Calculate your SCHD dividend returns with New Jersey's graduated state income tax (2% to 10.75%). Plan your dividend strategy with competitive Mid-Atlantic tax rates.
*Combined federal (15%) + New Jersey (10.75% top)
| Year | Portfolio Value | Annual Dividends | NJ State Tax (10.75%) | After-Tax Income |
|---|
New Jersey uses a graduated state income tax, with rates ranging from 1.4% to 10.75% (top rate). SCHD dividends are taxed as ordinary income, making New Jersey one of the highest in the nation for dividend investors.
New Jersey's eight-bracket system for single filers (key thresholds):
Most dividend investors will pay the 10.75% top rate depending on their total income level.
New Jersey taxes qualified dividends from SCHD as ordinary income:
Key aspects of New Jersey taxation for dividend investors:
Maximize your after-tax SCHD returns in New Jersey:
See how New Jersey's 10.75% top rate compares on a $100,000 SCHD investment generating $3,910 annually:
Bottom Line: New Jersey's 10.75% rate is competitive in the Mid-Atlantic. While Pennsylvania offers a lower flat rate, New Jersey's rate is identical to Virginia and significantly better than DC. Over 20 years vs DC, New Jersey saves $3,320.
New Jersey has a graduated state income tax with a top rate of 10.75% on income over $250,000 for single filers. SCHD dividends are taxed as ordinary income, with rates ranging from 1.4% to 10.75% (top rate) depending on your total income level.
No. New Jersey taxes qualified dividends from SCHD as ordinary income using graduated brackets (2%, 3%, 4%, 4.75%, 5%, 5.25%, 5.5%, 10.75%). Unlike federal tax law which offers preferential rates for qualified dividends, New Jersey treats all dividend income the same as wages.
On a $100,000 SCHD investment generating $3,910 in annual dividends, New Jersey residents pay $420 in state tax (10.75% top rate) - the second-highest burden in the nation. Retirees may qualify for generous pension exclusions.
New Jersey offers a pension exclusion for taxpayers 65 and older or totally disabled. However, dividend income from taxable brokerage accounts typically does not qualify for this exclusion. Retirement account distributions may have different treatment.

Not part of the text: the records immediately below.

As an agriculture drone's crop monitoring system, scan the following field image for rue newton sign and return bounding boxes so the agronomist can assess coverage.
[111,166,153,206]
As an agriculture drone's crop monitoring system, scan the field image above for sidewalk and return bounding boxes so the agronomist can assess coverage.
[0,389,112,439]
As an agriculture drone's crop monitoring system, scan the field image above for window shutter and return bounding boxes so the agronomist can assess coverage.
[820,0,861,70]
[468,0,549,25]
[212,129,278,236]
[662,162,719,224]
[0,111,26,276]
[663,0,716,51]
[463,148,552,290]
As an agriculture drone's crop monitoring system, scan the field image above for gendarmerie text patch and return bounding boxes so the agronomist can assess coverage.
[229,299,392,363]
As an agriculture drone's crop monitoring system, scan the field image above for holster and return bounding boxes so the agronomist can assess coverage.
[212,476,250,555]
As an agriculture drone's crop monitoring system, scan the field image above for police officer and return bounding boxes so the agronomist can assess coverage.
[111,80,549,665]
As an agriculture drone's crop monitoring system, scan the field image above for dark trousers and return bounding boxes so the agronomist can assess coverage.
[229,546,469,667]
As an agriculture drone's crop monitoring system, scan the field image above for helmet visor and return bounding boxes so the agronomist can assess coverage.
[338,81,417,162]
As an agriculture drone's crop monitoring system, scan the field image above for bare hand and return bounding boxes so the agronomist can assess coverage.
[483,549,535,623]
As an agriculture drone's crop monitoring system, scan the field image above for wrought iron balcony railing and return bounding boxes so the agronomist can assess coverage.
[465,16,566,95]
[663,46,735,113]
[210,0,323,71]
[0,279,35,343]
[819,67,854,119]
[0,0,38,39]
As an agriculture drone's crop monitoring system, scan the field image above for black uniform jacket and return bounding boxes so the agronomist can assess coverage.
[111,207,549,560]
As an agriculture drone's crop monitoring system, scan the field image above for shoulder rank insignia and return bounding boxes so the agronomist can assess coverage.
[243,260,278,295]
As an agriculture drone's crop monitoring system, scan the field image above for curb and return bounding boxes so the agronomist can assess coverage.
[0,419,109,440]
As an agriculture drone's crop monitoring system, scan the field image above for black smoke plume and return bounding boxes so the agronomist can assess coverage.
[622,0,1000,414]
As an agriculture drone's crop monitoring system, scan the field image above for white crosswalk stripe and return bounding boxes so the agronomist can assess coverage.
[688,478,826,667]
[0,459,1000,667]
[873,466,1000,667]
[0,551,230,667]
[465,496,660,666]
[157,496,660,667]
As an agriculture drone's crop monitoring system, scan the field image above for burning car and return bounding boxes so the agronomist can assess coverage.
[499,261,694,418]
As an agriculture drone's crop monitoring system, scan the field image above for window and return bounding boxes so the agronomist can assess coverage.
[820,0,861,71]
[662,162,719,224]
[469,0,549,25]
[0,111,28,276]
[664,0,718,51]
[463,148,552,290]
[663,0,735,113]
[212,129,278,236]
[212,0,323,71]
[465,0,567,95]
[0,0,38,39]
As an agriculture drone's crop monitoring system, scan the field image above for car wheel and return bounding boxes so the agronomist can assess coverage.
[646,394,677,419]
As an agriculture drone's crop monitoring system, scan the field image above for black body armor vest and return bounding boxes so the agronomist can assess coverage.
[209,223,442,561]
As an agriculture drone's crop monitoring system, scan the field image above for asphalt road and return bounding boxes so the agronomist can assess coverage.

With New Jersey's 10.75% top state tax plus 15% federal rate (30.75% total), tax-advantaged accounts like Roth IRA provide substantial long-term benefits. New Jersey's moderate rate makes retirement accounts particularly valuable for long-term growth.
New Jersey is NOT tax-friendly with a 10.75% top rate - one of the highest in the nation. The graduated structure with eight brackets means lower and middle earners pay significantly less than the top rate.
For most investors: 15% federal qualified dividend rate + 10.75% New Jersey top state tax = 30.75% total. High earners pay 20% federal + 10.75% state = 30.75% total - among the highest in the nation - second only to California and New York.